Critically for financial investments, monetary policy remains supportive in most regions. Negative interest rates have been introduced in the eurozone and Japan, and both the European Central Bank and the Bank of Japan are sustaining their policies of quantitative easing. Even in the USA, the Federal Reserve has indicated that any further interest rate rises are likely to be very gradual.
The timing and nature of the UK’s withdrawal from the EU is unclear. The UK government faces difficult political decisions. A hard choice will have to be made between access to the single market and any refusal to accept the principle of the free movement of labour. A similar dilemma is evident between remaining in the European customs union or having the ability to negotiate bilateral trade deals with third parties. Negotiations are likely to be complicated by the elections in Germany and France next year. In these circumstances, the ultimate impact of the decision for the UK and eurozone economies is difficult to assess.
In the USA, Donald Trump has won the presidential election. Here too, there is considerable uncertainty about how the rhetoric of his campaign will translate into practical policy, but any move towards protectionism would be likely to damage global economic prospects. For now at least, data for US business and consumer sentiment have been positive and unemployment continues to be low. Yet US equity market valuations seem stretched given the muted prospects being expressed by corporate America.
In Asia, the outlook has improved. Growth has accelerated in countries such as India, Indonesia and the Philippines and the picture in China is brightening.
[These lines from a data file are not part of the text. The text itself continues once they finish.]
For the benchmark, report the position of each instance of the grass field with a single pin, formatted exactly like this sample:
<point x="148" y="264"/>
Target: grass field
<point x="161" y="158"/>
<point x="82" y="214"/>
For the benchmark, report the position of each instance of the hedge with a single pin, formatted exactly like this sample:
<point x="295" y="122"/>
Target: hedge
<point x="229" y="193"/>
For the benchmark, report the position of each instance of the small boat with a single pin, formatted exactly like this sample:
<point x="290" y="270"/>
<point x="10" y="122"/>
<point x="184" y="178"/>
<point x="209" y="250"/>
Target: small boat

By contrast, conditions are still difficult in Japan where the strength of the currency is beginning to stifle recovery expectations.
Equity market valuations remain quite demanding and may come under further pressure, should political anxiety intensify. Nevertheless, the world is not in recession and short-term weakness might throw up good long-term investment opportunities, particularly in smaller companies, which can be marked down indiscriminately in the short term. Against this very confused background, it becomes more important than ever to maintain a well-diversified portfolio.
McInroy & Wood believes long-term investment in smaller companies can be particularly rewarding. Over the past 30 years, global investment institutions have come to dominate equity markets. Their buying naturally has been concentrated on the biggest and most liquid stocks, rather than smaller companies, however attractive the values and prospects of the latter may be. As a specialist private client firm, McInroy & Wood is much less hampered by liquidity considerations in its investment selections, and is in a strong position to exploit opportunities in the smaller company sector on behalf of its clients.